Konjunkturgespräch: „Motor läuft auf Hochtouren“
06.04.2018
Beste Stimmung herrschte beim Raiffeisen-Konjunkturgespräch am 4. April in Raaba-Grambach. Dabei diskutierten hochkarätigen Experten über die globale Hochkonjunktur, Handlungsoptionen für Unternehmen und die künftige wirtschaftliche Ausrichtung der Europäischen Union.
„Die Konjunktur macht uns große Freude“, unterstrich Raiffeisen-Landesbank-Generaldirektor Martin Schaller in seinen Eröffnungsworten beim diesjährigen Raiffeisen-Konjunkturgespräch in Raaba-Grambach. Zudem sei die Steiermark "Innovations-Europameister" und zugleich sinke die Arbeitslosigkeit. Bei der Deregulierung sieht er dagegen noch Luft nach oben. Trotz der guten Konjunktur sei global gesehen leider nicht alles gut: Schaller nannte drohende Handelskriege, US-Riesen, die den digitalen Bereich beherrschen, China, das um jeden Preis aufsteigen wolle, Russland in Isolation und eine EU mit wenig Einigkeit in wichtigen Fragen. Wichtig sei, dass die Wirtschaft offen bleibe, denn „wer handelt, führt keine Kriege“. Die Rolle von Raiffeisen sei klar: „Raiffeisen ist der führende Partner der steirischen Wirtschaft. Jeden Tag ermöglichen wir elf Millionen Euro an frischen Finanzierungen für Investitionen.“
Export als Wachstums-Chance
„Der Aufschwung verläuft synchron, keine Volkswirtschaft in der OSZE schrumpft“, beschrieb Industriellenvereinigung-Chefökonom Christian Helmenstein die Gründe für die globale Hochkonjunktur. Zu mehr als 70 Prozent sei der Aufschwung von der Industrie getrieben. In Österreich steuere aber auch der Tourismus wichtige Impulse bei, weil sich Österreich zunehmend als Touristen-Destination etabliere. Die Steiermark sieht der Wirtschaftsökonom als "Österreichs Technologiepol" mit Wertschöpfungskernen in kleinen Städten und Gemeinden. Doch kamen auch mahnende Worte. Von der aktuellen Geldpolitik der EZB mit Negativzinsen dürfe man sich nicht zu Überinvestitionen verführen lassen. Ein Risiko ortete Helmenstein auch in einer Kreditblase in China.
Für 2018 erwartet der Ökonom eine "robuste konjunkturelle Entwicklung, die aber nächstes Jahr nicht mehr so gut ausfallen wird". Mit ein Grund dafür sei der Fachkräftemangel. Für die heimischen Unternehmen sieht Helmenstein weiterhin große Chancen im Export: „Unternehmen brauchen eine Exportstrategie, um die Potenziale in den richtigen Ländern auszuschöpfen.“ Potenzial erkennt der Ökonom auch für die starke steirische Holzwirtschaft bei einem intensiveren Innovationsaustausch mit Italien und Osteuropa.
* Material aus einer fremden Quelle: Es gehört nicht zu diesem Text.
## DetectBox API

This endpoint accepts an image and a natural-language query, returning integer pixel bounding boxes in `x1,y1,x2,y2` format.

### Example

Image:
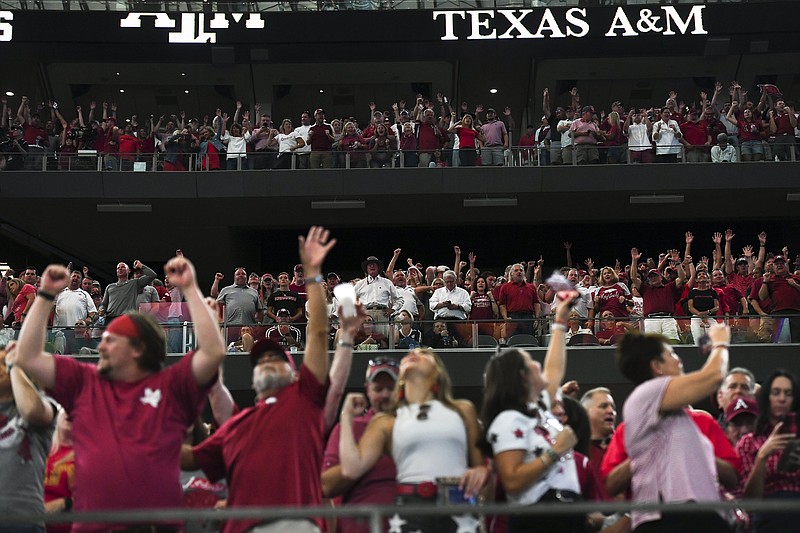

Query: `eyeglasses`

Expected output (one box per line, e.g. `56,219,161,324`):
367,357,400,367
417,403,431,420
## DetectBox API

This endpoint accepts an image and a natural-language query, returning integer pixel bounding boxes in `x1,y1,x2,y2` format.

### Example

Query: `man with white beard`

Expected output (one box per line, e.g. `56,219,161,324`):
181,227,357,533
Plädoyer für ein offenes Europa
IV-Präsident Georg Knill betonte die Bedeutung eines offenen Europas und sieht etwa in der Abschottung gegenüber Russland viele Nachteile für die heimische Wirtschaft. Für die neue Regierung fand Knill lobende Worte, weil sie keine neuen Steuern einführen und Regulierung sowie Bürokratie abbauen wolle. Es seien richtige Schritte gesetzt worden. Bedenklich sieht der IV-Präsident den herrschenden Fachkräftemangel, dem man auf allen Ebenen entgegentreten müsse.
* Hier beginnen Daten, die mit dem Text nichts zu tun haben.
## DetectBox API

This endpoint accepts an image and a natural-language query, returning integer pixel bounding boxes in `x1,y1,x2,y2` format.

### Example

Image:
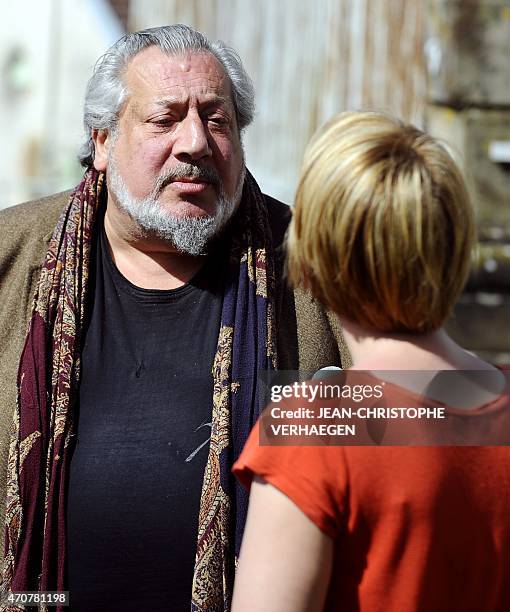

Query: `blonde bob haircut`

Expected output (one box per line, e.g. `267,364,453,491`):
287,112,475,333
Banken sind der Blutkreislauf der Wirtschaft“
Einen nach wie vor starken „Zug nach Europa“ sieht RBI-Generaldirektor Johann Strobl, was der Dynamik in diesem Wirtschaftsraum gut tut. Was das künftige Zinsniveau betrifft, erwartet Strobl erst Mitte 2019 erste konkrete Schritte der EZB, die angesichts der Wirtschaftsdaten überfällig seien. Die heimische Industrie sieht er sehr bonitäts- und ertragsstark und somit für eine Normalisierung des Zinsniveaus sehr gut aufgestellt.
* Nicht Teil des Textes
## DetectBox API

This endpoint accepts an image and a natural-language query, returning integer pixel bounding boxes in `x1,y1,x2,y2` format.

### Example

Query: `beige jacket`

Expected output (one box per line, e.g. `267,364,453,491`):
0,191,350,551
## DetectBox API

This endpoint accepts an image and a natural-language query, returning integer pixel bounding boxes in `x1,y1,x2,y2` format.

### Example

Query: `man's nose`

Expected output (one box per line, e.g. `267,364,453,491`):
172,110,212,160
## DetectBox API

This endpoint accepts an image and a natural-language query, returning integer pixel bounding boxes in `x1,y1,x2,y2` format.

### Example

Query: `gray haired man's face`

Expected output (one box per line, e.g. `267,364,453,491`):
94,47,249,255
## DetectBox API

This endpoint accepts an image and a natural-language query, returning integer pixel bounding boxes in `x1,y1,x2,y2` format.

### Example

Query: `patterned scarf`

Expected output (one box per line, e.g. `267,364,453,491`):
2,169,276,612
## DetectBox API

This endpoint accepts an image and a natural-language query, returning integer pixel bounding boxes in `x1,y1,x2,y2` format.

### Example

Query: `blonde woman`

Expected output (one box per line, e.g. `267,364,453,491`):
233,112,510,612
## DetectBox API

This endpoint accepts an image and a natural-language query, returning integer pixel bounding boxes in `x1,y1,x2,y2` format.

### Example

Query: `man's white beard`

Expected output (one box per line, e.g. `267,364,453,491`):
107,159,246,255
Mehr Europa und starke EU-Handelsabkommen
„Im globalen Umfeld brauchen wir mehr Europa und eine stabile Wirtschafts- und Währungsunion“ erklärte Marc Fähndrich von der Vertretung der EU-Kommission in Wien. Daher benötige man starke EU-Handelsabkommen und eine gemeinsame Außenpolitik, um in einer multipolaren Welt ernsthaft wahrgenommen zu werden. Im Inneren müssten Zukunftsinvestitionen gefördert und Strukturreformen angegangen werden. Die Steiermark profitiere als Exportregion durch eine starke EU besonders stark.